She pictured Aang's face twisted in anger – like it had been when those sandbenders stole Appa all those years ago. Just as she could then, she could see through his rage this time too; see that he was hurting inside, that it was pain that caused him to lash out. Hurting him was unbearable.

But his actions had been inexcusable. What he had done to Urik! The way he had thrown her… All of it was just a nightmare.

Or at least she wished it had been. If it had been a nightmare, then she could wake up.

….

Aang had gone to the Southern Air Temple after his forced departure from the South Pole. He hadn't really planned to. Maybe it was Appa who led him there, or something else instinctual within him that took him back to his childhood home. But whatever the reason, he was there now, seated on the crumbling railing of one of the temple's many balconies looking out unseeing at the cold night.

It was quiet. He was alone.

Aang had always feared being alone. Not alone as in "no one else around", because he didn't mind time on his own. What Aang deeply feared was being alone as in "abandoned" and "isolated". To have no one who knew him, who understood. He had felt so small and alone when he had woken from the iceberg and learned of the fate of his people, when he had discovered that he was the last airbender.

But Katara had been there. She had kept him from drowning in it. She had saved his life in more ways than one, and he had loved her for it. Aang's love for Katara was as much a part of him now as his airbending or his tattoos. But now he had lost her.

Now he was truly alone.

…..

Urik had shown up on her doorstep later that next morning, his arm in a sling, but thankfully not broken. A few darkening bruises and a split lip… All visible reminders of how her life had fallen apart yesterday.

"I came to see you, Katara… I came to tell you that I'm sorry for how things happened…" He paused and looked her in the eye, "But I'm not sorry I kissed you."

Katara had slowly turned away, back into the house mumbling something about needing time.

Time for what?

Time moved forward, and in the following year Aang had written her a few letters, the first one arriving just a few days after that day. She had left it rolled up on her bedside table for 2 days, conflict clenching in her stomach every time she looked at it. When she finally decided to open it tears were falling down her cheeks before she even had the string untied… In it he had told her he was sorry. That he had never meant to hurt her. That he feared she would never forgive him…feared that he could never forgive himself.

A few weeks later another scroll had come. The third came a month after that. Hakoda had eyed the scrolls warily, but didn't say anything. In the fourth scroll Aang had asked her to come to him, to meet him on Kyoshi Island. He knew he wasn't welcome in the South Pole, but could he please just see her?

The last letter he sent was six months afterwards. He'd said that he knew that she didn't love him anymore, but that he hoped that they could still be friends. He said that he hoped she could be happy.

No matter how things had gotten muddled between them, Aang had been her best friend for so long, and she really had loved him…

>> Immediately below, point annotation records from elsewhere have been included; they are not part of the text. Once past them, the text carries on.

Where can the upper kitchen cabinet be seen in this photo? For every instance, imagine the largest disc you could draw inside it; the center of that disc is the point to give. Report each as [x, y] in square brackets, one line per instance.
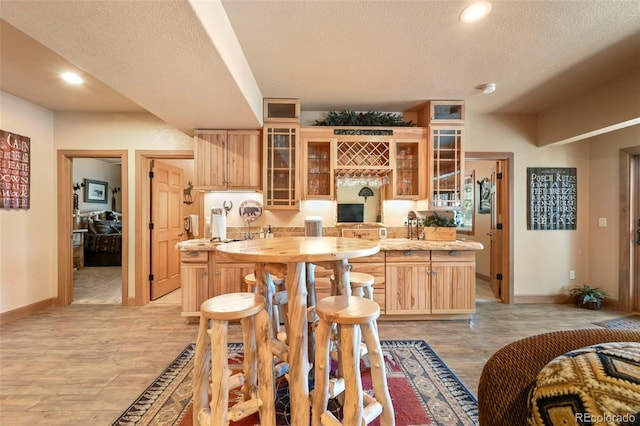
[409, 162]
[446, 170]
[441, 112]
[445, 161]
[281, 111]
[318, 176]
[227, 159]
[281, 154]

So she didn't fully understand why she couldn't answer his letters. The first time she had sat down to write a reply, she had sat in front of an empty parchment for over an hour, glazed eyes gazing unfocused out the window. What do you say to someone who had changed your life as much as Aang had changed hers? What do you say when you are simultaneously desperate to see him, to hold him, and yet sure it would be the wrong choice?

And she had other complications. For months following her break-up with Aang, Katara had avoided Urik. She had painfully conflicting feelings toward the Avatar, and spending time with Urik panged with guilt. In most ways she had resigned herself to the fact that she and Aang were no longer together; part of her had felt that for a long time already. But she wasn't ready to jump into another relationship. She wasn't ready to "adapt from one man to another without a backward glance" as Aang had so heartlessly accused her.

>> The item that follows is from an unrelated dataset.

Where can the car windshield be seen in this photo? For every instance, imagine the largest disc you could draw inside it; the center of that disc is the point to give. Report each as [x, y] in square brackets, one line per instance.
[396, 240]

Her Father's words often came to her mind: cultural conflict, incompatibility, losing her identity, leaving her home. Maybe he was right after all. Maybe this was the painful break that they needed to be able to move on with their lives…?

And even though she never could put it into writing, Katara hoped that one day he could be happy too…

Nothing in Aang's life was private.

The events at the South Pole had been devastating for him, in a deeply personal way. But as much as he wanted to hide his shameful behavior, and deal with his heartbreak on his own, the story of his losing it down South traveled far and wide. Speculation and story embellishments abounded. "Not that this story needs much embellishing, " he thought bitterly, "it's distressingly sensational as it is."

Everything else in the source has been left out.